API Lock: (new in v1.9.0) A namespace API lock feature was added to provide more granular access lockout. If an operator does not require that Vault be entirely sealed, they can choose instead to lock only the API on a per-namespace level, and prevent Vault from responding to all but status and unlocking requests.
Prerequisites
To perform all the steps in the hands on scenario, you need:
Vault Enterprise v1.9 or later binary installed in your system path.

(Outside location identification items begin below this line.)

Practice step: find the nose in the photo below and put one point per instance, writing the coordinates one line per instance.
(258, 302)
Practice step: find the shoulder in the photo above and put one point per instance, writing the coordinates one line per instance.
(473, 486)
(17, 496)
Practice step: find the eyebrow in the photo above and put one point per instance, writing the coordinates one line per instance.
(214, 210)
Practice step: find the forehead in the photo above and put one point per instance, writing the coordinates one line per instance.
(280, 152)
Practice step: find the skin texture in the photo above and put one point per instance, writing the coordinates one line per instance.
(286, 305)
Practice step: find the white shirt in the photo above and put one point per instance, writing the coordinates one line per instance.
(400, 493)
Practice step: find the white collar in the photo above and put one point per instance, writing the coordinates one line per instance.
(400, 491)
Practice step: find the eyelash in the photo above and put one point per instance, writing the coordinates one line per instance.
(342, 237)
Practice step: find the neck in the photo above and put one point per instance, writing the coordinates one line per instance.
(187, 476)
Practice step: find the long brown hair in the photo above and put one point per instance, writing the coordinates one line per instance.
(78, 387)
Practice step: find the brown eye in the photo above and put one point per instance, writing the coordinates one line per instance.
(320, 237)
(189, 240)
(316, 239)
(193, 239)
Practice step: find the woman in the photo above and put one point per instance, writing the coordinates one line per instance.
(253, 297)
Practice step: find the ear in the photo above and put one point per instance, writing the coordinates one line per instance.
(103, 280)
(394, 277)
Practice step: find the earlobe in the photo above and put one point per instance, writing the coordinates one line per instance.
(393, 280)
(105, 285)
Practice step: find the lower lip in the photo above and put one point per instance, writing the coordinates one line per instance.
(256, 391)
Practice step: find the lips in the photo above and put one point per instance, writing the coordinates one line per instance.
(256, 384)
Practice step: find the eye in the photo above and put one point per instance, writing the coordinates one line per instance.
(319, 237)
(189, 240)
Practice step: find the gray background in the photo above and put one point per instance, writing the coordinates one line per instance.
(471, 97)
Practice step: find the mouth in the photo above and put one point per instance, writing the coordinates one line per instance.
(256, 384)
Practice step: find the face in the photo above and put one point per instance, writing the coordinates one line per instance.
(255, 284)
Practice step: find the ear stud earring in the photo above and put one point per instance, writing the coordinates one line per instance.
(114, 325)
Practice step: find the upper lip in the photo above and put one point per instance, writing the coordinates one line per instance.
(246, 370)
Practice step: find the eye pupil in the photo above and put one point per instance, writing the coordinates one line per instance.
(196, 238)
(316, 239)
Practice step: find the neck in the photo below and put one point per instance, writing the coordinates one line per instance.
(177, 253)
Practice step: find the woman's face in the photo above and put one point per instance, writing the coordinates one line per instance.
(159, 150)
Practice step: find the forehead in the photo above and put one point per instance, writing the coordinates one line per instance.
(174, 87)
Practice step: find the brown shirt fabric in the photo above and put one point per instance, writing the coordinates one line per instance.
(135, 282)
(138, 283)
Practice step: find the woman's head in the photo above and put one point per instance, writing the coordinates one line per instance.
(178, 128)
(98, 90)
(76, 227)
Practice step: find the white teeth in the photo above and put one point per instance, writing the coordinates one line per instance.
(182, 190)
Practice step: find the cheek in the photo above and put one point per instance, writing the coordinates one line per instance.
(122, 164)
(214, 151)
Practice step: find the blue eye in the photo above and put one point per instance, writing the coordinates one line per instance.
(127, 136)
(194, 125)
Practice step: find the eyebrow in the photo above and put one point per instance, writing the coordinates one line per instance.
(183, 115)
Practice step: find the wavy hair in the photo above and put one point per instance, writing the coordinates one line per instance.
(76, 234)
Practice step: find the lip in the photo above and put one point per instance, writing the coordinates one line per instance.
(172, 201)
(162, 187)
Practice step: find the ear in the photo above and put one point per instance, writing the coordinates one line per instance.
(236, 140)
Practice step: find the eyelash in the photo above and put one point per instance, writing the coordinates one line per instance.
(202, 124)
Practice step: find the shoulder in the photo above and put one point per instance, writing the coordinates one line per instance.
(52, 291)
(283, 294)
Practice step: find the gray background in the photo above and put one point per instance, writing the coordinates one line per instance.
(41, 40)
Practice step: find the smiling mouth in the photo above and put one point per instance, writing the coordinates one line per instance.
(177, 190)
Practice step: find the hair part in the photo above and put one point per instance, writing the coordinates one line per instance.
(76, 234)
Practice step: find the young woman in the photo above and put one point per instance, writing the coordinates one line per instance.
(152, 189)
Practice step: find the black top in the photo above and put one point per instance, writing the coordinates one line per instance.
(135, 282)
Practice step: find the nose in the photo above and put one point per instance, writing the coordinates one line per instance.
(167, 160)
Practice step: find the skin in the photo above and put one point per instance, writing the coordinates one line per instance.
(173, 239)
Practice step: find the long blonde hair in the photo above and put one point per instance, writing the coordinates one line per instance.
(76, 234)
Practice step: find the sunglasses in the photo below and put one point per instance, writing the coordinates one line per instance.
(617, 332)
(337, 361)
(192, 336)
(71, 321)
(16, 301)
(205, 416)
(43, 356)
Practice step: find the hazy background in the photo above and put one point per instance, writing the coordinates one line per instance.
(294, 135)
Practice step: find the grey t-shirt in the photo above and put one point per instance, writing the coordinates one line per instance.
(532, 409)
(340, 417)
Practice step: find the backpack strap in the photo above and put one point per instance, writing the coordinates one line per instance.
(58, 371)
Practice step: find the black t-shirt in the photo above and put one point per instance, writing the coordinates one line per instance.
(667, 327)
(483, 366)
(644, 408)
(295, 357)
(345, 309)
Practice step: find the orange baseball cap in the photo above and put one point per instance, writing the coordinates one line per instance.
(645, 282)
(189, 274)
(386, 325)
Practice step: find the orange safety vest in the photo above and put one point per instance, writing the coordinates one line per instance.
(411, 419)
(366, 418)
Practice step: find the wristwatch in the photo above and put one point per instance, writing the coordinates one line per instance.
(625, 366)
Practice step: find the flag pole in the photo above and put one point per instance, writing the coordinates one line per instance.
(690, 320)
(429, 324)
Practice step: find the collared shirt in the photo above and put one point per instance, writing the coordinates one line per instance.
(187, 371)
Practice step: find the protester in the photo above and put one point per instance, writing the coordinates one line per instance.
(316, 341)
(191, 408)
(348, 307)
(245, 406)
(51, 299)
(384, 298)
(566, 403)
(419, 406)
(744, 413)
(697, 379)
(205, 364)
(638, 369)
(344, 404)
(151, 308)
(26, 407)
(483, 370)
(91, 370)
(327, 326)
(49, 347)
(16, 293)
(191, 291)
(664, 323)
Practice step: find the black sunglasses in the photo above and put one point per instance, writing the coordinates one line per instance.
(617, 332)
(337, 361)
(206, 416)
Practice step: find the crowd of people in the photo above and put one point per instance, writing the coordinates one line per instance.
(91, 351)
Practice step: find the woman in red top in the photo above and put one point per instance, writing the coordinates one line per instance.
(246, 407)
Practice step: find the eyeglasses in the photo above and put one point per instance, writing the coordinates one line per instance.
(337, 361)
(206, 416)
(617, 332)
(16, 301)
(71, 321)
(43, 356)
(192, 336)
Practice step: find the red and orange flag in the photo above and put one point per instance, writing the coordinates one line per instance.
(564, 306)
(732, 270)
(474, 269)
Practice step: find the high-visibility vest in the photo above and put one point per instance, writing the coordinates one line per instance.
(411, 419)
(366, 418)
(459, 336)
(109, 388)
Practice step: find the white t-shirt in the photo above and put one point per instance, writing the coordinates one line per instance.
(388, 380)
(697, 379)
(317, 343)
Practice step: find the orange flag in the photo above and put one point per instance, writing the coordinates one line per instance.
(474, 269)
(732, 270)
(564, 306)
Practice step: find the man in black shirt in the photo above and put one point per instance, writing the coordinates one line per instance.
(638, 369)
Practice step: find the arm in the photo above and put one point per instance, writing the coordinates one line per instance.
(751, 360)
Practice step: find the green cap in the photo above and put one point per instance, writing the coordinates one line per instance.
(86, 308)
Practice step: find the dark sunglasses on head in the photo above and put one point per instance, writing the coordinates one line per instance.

- The Install Vault tutorial can guide you through installation.
jq is used to pretty print JSON output examples.
Policy requirements
Note
For the purpose of this tutorial, you can use the root
token to work with Vault. However, it is recommended that root tokens are used for just enough initial setup or in emergencies. As a best practice, use tokens with an appropriate set of policies based on your role in the organization. Unless you are running Vault locally in development mode (-dev
), it is recommended that you authenticate with Vault and acquire a token with an appropriate set of policies based on your role in the organization.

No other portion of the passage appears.